Extras (when using extras you may wish to adjust amounts of other ingredients to avoid overload)
*Buffaloam - up to 1.5%max - (1cup) - Buffaloam is composted manure from foraging Colorado bison. This additive has a high fungal content in addition to soluble calcium, iron and a range of micronutrients including silicic acid the bioavailable form of silica. Buffaloam dominant teas are great for the flowering phase.
*Alfalfa meal – up to 0.25% - (2 table-sp) - This promotes the growth of flagellates and amoebae and is also a fungal food. Alfalfa really shines in vegetative teas and early flower.

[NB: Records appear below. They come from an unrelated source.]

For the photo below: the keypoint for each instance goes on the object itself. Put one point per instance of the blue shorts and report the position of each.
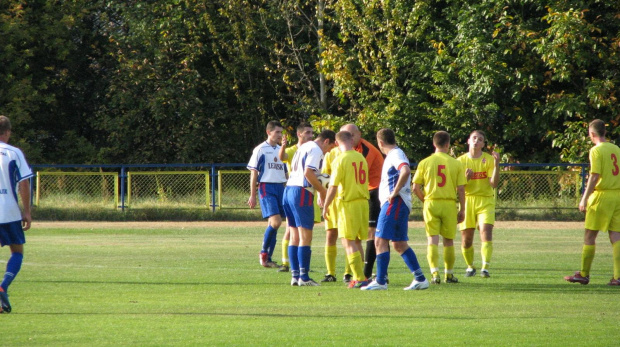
(393, 221)
(270, 198)
(12, 234)
(299, 207)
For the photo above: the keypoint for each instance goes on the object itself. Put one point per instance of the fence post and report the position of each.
(213, 180)
(122, 178)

*Alaska Humisoil/ Ancient Forest - up to 1.5%max - (1.5 cups) Humisoil is a premium starter for all compost teas. Fungi spores are present in this substance.
*Canadian sphagnum peat moss – Throw in a handful or two to promote flagellates and amoebae and/or fungal hyphae. Batches are inconsistent, so unless you have a microscope you won’t be sure which set of microbes it will promote but we have never seen anything bad.
*Insect Frass - up to 0.25% - (2 table-sp) - Herbaceous insect guano can be added during the last half hour of the brew to initiate the SAR response in plants. The systemic acquired resistance (SAR) is a "whole-plant" resistance response that occurs following an earlier localized exposure to a pathogen. Plants respond to the perceived pathogen (frass) by producing more glandular and non glandular trichomes as a defense mechanism. Adding insect-frass to your brew is one of the most effective ways to increase terpenes and overall potency of flowers and herbs. Insect frass is most beneficial when applied during the mid-late bloom stages.